Last Tango in Outer Space

Today would be a day just like any other day.

Today the sun vanished, quietly slipping on a coat and hat and gingerly tip-toeing out the back door while everyone slept.

Today the moon had slapped together a hasty suitcase, and stole out to meet him under cover of a night pregnant with cricket sounds. She hadn’t had time to ask questions, her only concern was to follow him wherever he planned to go.

The sun (through centuries of solar sameness) had grown increasingly restless, weary of inhabiting his fixed position within the universe. Tired of shouldering the weight of the worlds, he held in his mind some long-developed theories he burned to test. The sun, you could say, had himself a little bucket list.

The moon (through centuries of lunar languishing) had put down some roots. She had had her adventures early, and bore the scars to prove it. These days, she was content to simply bask in his glow, sip a Mojito and absentmindedly command the tides. The moon thought making bucket lists was a waste of a good afternoon, but like most women in love she flung herself after him anyways.

The sun and the moon had their challenges as a couple, as his intensity forced them to dance a sort of supernatural tango around the universe. Tripping the light fantastic along the paths of constellations was more than anyone could ever ask for, but she could scarcely touch him before having to recoil from his fiery heat. She resigned herself to this, to be at his side would have to be enough. Like most women have from time to time, she found herself in the predicament of having fallen head over heels with a man she could never truly get close to.
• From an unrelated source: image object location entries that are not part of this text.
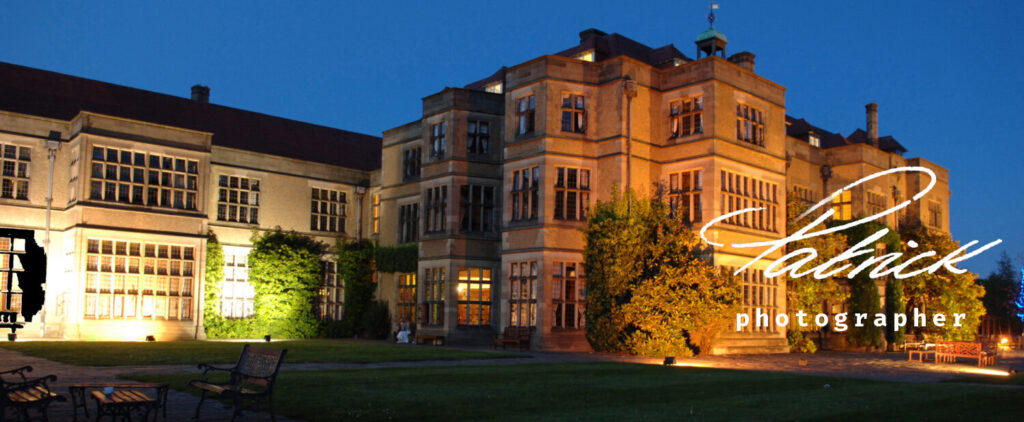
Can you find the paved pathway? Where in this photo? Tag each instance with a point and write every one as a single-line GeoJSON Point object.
{"type": "Point", "coordinates": [890, 367]}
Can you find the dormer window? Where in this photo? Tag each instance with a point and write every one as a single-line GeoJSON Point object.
{"type": "Point", "coordinates": [585, 55]}
{"type": "Point", "coordinates": [494, 87]}
{"type": "Point", "coordinates": [814, 139]}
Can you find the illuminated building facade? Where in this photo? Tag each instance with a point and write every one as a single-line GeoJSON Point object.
{"type": "Point", "coordinates": [138, 179]}
{"type": "Point", "coordinates": [494, 180]}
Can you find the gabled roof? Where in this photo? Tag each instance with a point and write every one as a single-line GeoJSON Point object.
{"type": "Point", "coordinates": [605, 46]}
{"type": "Point", "coordinates": [54, 95]}
{"type": "Point", "coordinates": [887, 143]}
{"type": "Point", "coordinates": [800, 128]}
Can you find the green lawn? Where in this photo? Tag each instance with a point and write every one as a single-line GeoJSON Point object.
{"type": "Point", "coordinates": [1017, 379]}
{"type": "Point", "coordinates": [617, 392]}
{"type": "Point", "coordinates": [189, 352]}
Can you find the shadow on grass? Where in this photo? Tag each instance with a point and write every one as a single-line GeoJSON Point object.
{"type": "Point", "coordinates": [617, 391]}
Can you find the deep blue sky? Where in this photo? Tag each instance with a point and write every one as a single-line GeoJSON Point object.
{"type": "Point", "coordinates": [947, 75]}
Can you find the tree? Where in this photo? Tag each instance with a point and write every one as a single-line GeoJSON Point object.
{"type": "Point", "coordinates": [1000, 293]}
{"type": "Point", "coordinates": [651, 288]}
{"type": "Point", "coordinates": [355, 267]}
{"type": "Point", "coordinates": [285, 271]}
{"type": "Point", "coordinates": [942, 291]}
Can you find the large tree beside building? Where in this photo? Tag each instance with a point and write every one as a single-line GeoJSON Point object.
{"type": "Point", "coordinates": [942, 291]}
{"type": "Point", "coordinates": [652, 290]}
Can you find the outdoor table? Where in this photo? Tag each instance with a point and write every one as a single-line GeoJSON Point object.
{"type": "Point", "coordinates": [126, 398]}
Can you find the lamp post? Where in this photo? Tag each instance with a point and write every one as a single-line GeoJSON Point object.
{"type": "Point", "coordinates": [630, 89]}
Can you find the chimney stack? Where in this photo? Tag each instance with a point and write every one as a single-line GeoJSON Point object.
{"type": "Point", "coordinates": [201, 93]}
{"type": "Point", "coordinates": [872, 123]}
{"type": "Point", "coordinates": [743, 59]}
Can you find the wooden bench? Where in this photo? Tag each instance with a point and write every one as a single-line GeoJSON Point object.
{"type": "Point", "coordinates": [22, 393]}
{"type": "Point", "coordinates": [424, 338]}
{"type": "Point", "coordinates": [251, 378]}
{"type": "Point", "coordinates": [513, 335]}
{"type": "Point", "coordinates": [78, 398]}
{"type": "Point", "coordinates": [947, 351]}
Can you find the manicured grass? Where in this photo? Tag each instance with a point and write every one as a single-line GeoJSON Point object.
{"type": "Point", "coordinates": [1017, 379]}
{"type": "Point", "coordinates": [617, 392]}
{"type": "Point", "coordinates": [189, 352]}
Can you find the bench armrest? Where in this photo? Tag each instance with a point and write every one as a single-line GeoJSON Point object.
{"type": "Point", "coordinates": [209, 368]}
{"type": "Point", "coordinates": [17, 371]}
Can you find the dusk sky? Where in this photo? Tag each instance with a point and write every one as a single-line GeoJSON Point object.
{"type": "Point", "coordinates": [947, 75]}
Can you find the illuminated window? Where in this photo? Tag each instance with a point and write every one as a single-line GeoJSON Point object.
{"type": "Point", "coordinates": [522, 294]}
{"type": "Point", "coordinates": [814, 139]}
{"type": "Point", "coordinates": [478, 140]}
{"type": "Point", "coordinates": [236, 292]}
{"type": "Point", "coordinates": [876, 203]}
{"type": "Point", "coordinates": [685, 117]}
{"type": "Point", "coordinates": [138, 178]}
{"type": "Point", "coordinates": [433, 290]}
{"type": "Point", "coordinates": [10, 266]}
{"type": "Point", "coordinates": [524, 194]}
{"type": "Point", "coordinates": [411, 163]}
{"type": "Point", "coordinates": [435, 209]}
{"type": "Point", "coordinates": [377, 214]}
{"type": "Point", "coordinates": [568, 295]}
{"type": "Point", "coordinates": [525, 112]}
{"type": "Point", "coordinates": [437, 140]}
{"type": "Point", "coordinates": [327, 210]}
{"type": "Point", "coordinates": [843, 204]}
{"type": "Point", "coordinates": [585, 55]}
{"type": "Point", "coordinates": [571, 194]}
{"type": "Point", "coordinates": [14, 176]}
{"type": "Point", "coordinates": [750, 125]}
{"type": "Point", "coordinates": [332, 294]}
{"type": "Point", "coordinates": [684, 195]}
{"type": "Point", "coordinates": [407, 297]}
{"type": "Point", "coordinates": [238, 199]}
{"type": "Point", "coordinates": [573, 113]}
{"type": "Point", "coordinates": [494, 87]}
{"type": "Point", "coordinates": [477, 208]}
{"type": "Point", "coordinates": [740, 192]}
{"type": "Point", "coordinates": [759, 292]}
{"type": "Point", "coordinates": [409, 222]}
{"type": "Point", "coordinates": [124, 280]}
{"type": "Point", "coordinates": [934, 214]}
{"type": "Point", "coordinates": [474, 296]}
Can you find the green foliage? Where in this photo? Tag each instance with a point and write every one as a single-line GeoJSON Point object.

The sun would register complaints that the moon was slowing them down, and couldn’t she drop her baggage? She wouldn’t need any of that junk where they were going. Besides, he said, he found her infinitely more beautiful when unencumbered and unadorned. She had a preternatural glow about her, after all. This always made her blush.

The moon would mutter displeasures that the sun was in too much of a hurry. She clung to the familiarity of her baggage like a life raft, unsure of where he was taking her, unwilling to abandon everything to an unknown. Besides, she said, she enjoyed taking it slow and watching him from behind. He had an ass so hot you could fry an egg on it. This always made him strut.

After a very lengthy journey, the pair made port at their final destination: a supermassive black hole. He had chosen this particular black hole in this particular part of the galaxy based on the whispers of centuries of passing comets. This black hole, he had heard but of course couldn’t substantiate, boasted all the best jazz clubs, dangerously beautiful beaches and the perfect mojito.

He genuinely thought she’d love it. She was genuinely terrified.

They hovered outside the hole and argued. Like most lovers quarrels that have occurred throughout time and space, it lasted for what felt like an eternity.

The sun was certain the black hole held inter-dimensional secrets, and was ready to charge straight in. He had cooked up a theory about the black hole possessing a transformative nature, and was convinced they would emerge whole but wholly different in a new and exciting dimension. What the sun really wanted, in his heart of hearts, was contentment and the ability to rest like the moon. He would rather not burn so bright, rather not have so many systems depending on him. Could this change all that? The whispers of the comets suggested as much.

The moon was certain entry would lead to their assured destruction. Despite this, she had to admit she found the sun’s theory incredibly seductive. What would they become, separately yet together? Could she let her touch linger for longer than a few moments? Would she be renewed on the other side, like a newborn and without scars? She would even ditch her baggage for that. She longed for it to be true, and imagined them living out their early retirement in a state of proximal bliss.

The moon, however, remained unable to be fully convinced, as the prospects of destruction were too great.

The sun did what all warriors have to do, and firmly made up his mind. He had exhausted all arguments, she would either follow him or not. He slowly rose, kissed his fair moon and departed, resolute and unshakable. He turned around and beckoned for her to follow.

The moon hung there like a question mark, frozen in space and indecision. She watched with equal parts fascination and horror as he approached the swirling darkness, watched as his incandescence stretched and warped and magnified to infinite proportions, watched as he was instantly condensed down to nothing more than a tiny point of light and watched as he disappeared into nothingness.

She held her breath and waited. Nothing else happened. After a rather alarming amount of time, she finally exhaled.

The moon proceeded next to do what moons do best, and cried a thousand oceans of salty tears. When the surrounding planets raised their voices and complained about the floods, she turned and ran away towards home in anguish and despair.

In her wake, a distinct rip echoed through space, like the sound of a needle on a record. The black hole pulsated and began to bleed light, and muffled sounds of jazz floated out among the stars. The sun had remained powerful enough to send her this one last glance, but the moon was already too far away to have either heard or seen it.

The sun had made his heroic journey into the unknown.

The moon had fearfully run back home.

Today would be a day just like any other day.